Um pedaço de mim...
Como todas as boas mães deste mundo, também eu tenho, muitas vezes, dúvidas sobre se estarei, de facto, a ser uma boa mãe.
Sempre que sou assolada com estas dúvidas, recuo uns anos e recordo momentos da minha vida, no meu papel de filha. Recordo momentos, pelos quais passei e que hoje me ajudam a ser melhor.
Recordo-me que era ainda uma garota, a idade rondaria os cinco e, naquela noite, acordei de um pesadelo, bastante assustada. O quarto estava escuro e tive de esperar uns segundos para me habituar e conseguir ver. Levantei-me, desci as escadas do beliche, dirigi-me à cama deles e parei.
Os meus pequenos pés pisavam o tapete de lã, azul escuro, que estava à beira da cama. Deitada, do lado mais próximo da porta, lá estava ela. Dormia virada para mim, com as mãos na almofada e a roupa da cama subia e descia enquanto respirava profundamente.
Baixei-me e senti os joelhos pousarem na suavidade do tapete, e cruzei os pés. A lã aqueceu-me as pernas e o conforto anunciava o momento.
"Mãe." - chamei baixinho.
Sabia que assim não iria conseguir acorda-la, mas não queria acordar o meu pai... Tentei uma segunda vez, um pouco mais alto
"Mãe." - nada! O frio percorria-me o corpo. Tinha da acorda-la, ou ficaria ali, o resto da noite.
Levantei o braço e pousei a mão sobre o seu ombro que, tapado pela roupa, estava quente.
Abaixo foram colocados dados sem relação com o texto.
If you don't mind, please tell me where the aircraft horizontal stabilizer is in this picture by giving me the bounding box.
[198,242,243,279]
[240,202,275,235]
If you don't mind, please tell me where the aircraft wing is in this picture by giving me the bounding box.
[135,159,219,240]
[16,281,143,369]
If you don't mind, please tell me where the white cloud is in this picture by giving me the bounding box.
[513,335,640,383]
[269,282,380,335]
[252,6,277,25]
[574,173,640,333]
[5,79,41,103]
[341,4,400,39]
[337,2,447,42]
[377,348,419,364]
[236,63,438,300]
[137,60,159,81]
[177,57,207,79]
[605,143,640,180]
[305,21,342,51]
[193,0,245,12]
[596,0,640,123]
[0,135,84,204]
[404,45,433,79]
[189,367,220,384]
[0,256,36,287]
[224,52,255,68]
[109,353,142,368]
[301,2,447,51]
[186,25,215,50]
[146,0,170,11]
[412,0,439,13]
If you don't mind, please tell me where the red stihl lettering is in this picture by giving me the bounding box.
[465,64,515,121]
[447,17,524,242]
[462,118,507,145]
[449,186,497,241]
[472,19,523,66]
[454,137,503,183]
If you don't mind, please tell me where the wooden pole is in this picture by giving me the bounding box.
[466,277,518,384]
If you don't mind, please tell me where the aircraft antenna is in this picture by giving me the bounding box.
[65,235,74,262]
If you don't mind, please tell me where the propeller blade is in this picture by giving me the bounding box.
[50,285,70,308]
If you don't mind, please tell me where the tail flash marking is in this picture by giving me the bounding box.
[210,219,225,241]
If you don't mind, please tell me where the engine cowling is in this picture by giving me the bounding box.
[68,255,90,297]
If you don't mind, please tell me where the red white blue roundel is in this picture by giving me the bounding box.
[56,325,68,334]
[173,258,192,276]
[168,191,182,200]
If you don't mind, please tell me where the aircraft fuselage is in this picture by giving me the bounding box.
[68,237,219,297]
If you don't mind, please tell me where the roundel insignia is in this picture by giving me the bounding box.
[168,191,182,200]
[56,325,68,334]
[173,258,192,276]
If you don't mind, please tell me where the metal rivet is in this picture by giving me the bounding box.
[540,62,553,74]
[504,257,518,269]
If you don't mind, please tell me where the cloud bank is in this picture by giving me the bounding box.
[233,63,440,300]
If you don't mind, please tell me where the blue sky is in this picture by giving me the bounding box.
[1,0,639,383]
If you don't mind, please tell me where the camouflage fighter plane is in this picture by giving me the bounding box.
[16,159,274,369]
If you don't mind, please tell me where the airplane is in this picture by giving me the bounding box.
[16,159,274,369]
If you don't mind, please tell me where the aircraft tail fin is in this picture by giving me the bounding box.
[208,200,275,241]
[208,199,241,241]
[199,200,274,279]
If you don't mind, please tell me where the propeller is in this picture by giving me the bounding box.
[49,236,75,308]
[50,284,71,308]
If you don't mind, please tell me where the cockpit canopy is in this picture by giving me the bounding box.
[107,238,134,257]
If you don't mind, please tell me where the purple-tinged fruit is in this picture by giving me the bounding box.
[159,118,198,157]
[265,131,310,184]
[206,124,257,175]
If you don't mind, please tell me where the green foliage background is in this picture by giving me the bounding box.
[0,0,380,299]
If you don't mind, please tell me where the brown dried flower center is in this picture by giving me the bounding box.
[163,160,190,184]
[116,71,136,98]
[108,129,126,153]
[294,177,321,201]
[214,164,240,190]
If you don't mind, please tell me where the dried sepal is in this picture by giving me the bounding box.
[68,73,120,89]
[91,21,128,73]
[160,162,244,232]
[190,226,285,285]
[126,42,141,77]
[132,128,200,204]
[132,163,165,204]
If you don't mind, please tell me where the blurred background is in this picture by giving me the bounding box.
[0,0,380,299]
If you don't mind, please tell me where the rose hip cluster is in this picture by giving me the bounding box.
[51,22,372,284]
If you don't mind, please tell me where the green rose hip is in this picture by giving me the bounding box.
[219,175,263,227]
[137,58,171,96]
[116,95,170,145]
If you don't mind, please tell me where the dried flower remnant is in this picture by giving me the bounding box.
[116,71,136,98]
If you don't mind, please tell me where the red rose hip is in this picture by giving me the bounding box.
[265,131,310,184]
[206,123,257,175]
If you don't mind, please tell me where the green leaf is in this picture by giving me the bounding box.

Abanei-a ligeiramente enquanto a chamava
"Mãe!" - sem sucesso. O tempo passava e eu estava cada vez com mais sono e frio. Eu só queria dormir... O desespero começava a instalar-se. Abanei-a com as duas mãos e comecei a chama-la mais alto.
"Mããeee! Mããeee!" - as lágrimas começaram a cair-me pelo rosto. Os dentes batiam do frio e as mãos estavam geladas. - "Mããeee! Por favor, acorda!" - dizia entre soluços.
Não sei quanto tempo estive ao seu lado, a abana-la e a pedir-lhe que acordasse, mas sei que, naquele tempo, foi muito.
"O que é que queres?" - perguntou-me, quando finalmente acordou.
"Deixa-me dormir aqui ao teu lado."
"Aqui não cabes... Vai para a tua cama dormir!"
O meu coração partiu-se, com aquelas palavras... E eu fiquei ali, a chorar, enquanto a olhava.
"Vem-te deitar deste lado. Cabes aqui." - era o meu pai. Não sei há quanto tempo estaria acordado, mas na altura nem pensei nisso. Apenas sei que se chegou para o meio da cama, tapou-me com os lençóis e deixou-me dormir.